-Gardener of Eden
As with most superhero origin stories, it takes a long series of coincidences to bring Adam to the turning point. But Gardener of Eden has no hero, just an anger-management-needing man-child who gets lucky that the person he self-destructs on is a wanted serial rapist. Director Kevin Connolly tries to make Adam likable, but the plot is harder to get past than Lukas Haas's whining, nasal voice.
The film struggling to break free of the erstwhile violence is a variant on Garden State, as Adam falls for the girl he saved (after the fact) and tries to remain in "The Loop," a barter system he and his three best friends have worked out. Though these characters are formulaic, there's always room in a film for sweetness, and all the comic-book nonsense that Connolly and writer Adam Tex Davis have thrown in seems forced, and far too dark for the cinematography. The one saving grace of this film is Vic (Giovanni Ribisi), a charismatically nasty drug dealer who, despite his criminal connections, actually serves more of a purpose than Adam, or this film.

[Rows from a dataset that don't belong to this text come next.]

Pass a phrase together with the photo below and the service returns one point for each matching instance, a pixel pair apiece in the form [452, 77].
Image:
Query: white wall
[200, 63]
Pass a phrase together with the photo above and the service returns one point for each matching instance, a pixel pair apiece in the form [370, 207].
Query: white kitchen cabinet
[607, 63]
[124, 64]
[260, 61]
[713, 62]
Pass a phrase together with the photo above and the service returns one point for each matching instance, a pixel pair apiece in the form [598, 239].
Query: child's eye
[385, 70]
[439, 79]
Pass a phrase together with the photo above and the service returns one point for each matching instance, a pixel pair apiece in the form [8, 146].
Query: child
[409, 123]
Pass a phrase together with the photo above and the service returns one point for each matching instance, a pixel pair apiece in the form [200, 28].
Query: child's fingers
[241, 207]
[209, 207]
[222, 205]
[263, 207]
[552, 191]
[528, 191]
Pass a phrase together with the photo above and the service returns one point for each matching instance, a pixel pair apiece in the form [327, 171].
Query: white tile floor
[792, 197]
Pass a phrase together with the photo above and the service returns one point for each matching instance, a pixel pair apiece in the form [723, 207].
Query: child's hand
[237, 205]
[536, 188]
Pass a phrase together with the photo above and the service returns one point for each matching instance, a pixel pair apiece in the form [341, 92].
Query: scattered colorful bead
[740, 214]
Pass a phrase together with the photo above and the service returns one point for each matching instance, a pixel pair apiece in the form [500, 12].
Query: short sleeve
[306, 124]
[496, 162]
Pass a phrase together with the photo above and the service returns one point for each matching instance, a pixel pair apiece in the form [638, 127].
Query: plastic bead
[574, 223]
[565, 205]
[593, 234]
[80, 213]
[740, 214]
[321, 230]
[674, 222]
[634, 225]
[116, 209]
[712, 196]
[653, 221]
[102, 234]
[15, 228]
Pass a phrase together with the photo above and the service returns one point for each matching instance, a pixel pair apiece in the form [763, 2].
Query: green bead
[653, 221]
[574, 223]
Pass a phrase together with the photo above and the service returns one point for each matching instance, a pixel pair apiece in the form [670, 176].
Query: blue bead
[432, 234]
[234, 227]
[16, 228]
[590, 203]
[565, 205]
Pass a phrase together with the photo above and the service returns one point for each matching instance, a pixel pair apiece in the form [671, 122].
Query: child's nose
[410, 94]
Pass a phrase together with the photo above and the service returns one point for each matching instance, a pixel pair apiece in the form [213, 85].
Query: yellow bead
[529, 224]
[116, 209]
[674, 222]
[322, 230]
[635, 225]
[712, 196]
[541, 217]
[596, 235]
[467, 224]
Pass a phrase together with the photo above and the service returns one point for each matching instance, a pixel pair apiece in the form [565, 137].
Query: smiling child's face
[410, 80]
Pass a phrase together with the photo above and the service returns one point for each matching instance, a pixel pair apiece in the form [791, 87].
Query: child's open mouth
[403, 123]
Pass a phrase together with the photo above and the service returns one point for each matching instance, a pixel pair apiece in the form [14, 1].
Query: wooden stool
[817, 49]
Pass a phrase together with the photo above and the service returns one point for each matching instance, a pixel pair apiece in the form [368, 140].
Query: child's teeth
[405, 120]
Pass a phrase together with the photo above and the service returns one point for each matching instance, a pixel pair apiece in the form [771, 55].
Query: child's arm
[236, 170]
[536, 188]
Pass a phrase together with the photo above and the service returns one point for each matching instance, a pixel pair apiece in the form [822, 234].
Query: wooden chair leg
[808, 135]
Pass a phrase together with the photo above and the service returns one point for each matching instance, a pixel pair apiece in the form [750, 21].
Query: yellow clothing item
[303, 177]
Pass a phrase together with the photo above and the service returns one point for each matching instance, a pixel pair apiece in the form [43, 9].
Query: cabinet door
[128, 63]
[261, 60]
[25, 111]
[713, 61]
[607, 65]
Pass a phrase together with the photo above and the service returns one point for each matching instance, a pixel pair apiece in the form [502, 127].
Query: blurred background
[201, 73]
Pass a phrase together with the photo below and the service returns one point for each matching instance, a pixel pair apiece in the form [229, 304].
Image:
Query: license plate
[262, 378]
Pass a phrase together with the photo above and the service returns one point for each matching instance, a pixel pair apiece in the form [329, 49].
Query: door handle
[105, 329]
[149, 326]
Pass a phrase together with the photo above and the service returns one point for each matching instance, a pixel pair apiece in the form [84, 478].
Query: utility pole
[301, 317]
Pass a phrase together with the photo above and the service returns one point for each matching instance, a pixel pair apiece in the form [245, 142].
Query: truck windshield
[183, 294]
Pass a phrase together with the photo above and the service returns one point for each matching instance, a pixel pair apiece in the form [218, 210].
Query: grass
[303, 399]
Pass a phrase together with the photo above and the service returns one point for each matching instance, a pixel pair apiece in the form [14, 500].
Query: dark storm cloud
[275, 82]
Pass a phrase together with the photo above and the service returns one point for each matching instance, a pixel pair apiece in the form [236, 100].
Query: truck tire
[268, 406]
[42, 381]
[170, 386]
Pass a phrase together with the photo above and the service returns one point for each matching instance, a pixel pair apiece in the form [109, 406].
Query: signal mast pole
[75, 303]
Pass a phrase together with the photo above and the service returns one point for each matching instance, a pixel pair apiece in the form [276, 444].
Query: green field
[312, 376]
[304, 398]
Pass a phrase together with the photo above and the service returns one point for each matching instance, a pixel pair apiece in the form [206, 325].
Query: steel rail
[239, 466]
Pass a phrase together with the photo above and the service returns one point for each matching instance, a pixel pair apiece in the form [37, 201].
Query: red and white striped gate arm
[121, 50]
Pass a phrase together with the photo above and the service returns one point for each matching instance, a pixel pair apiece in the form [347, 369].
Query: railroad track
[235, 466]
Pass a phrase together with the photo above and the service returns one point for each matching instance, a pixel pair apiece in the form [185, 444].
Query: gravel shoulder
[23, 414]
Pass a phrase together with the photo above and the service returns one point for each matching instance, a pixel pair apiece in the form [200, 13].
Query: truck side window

When you factor in the anachronistic shots of Manhattan (hookers in Times Square in 1999?), ill-defined characters (like Adam's over-the-top military father), and all the loose plot sequences, it becomes clear that Gardener of Eden still has one too many weeds to make it worth caring for.
-Two Embraces (Dos Abrazos)
Enrique Begne's beautiful double-feature doesn't have a plot, but it has a wonderful mood. His two short films are tied together by a single baton-passing shot, and linked by a haunting and paralleled image of a vital, necessary embrace. Between doling out odd aphorisms ("If anyone had never been born, nobody would ever know") and making much of long camera shots that refocus rather than cut the action of two characters on screen at the same time, Begne finds a way of catching quiet little smiles in the midst of the dark and solid reality of Mexico City.
Both high-school student Paco and checkout girl Silvina have anger issues (she's bipolar, and his mood is entirely dependent on hers), but they each find a quiet peace in each other. The stronger of the two segments follows an angry taxi driver who makes the most unlikely of connections when a fare of his has a stroke, leaving him to find the man's estranged daughter. The stories are simple, but the emotions Begne captures with his artistic choice of lighting and effect (his happier shots have been solarized) are complex and very relatable. Whether it's endorphins or just physical contact in a lonely city, sometimes we all need a hug: Begne has two.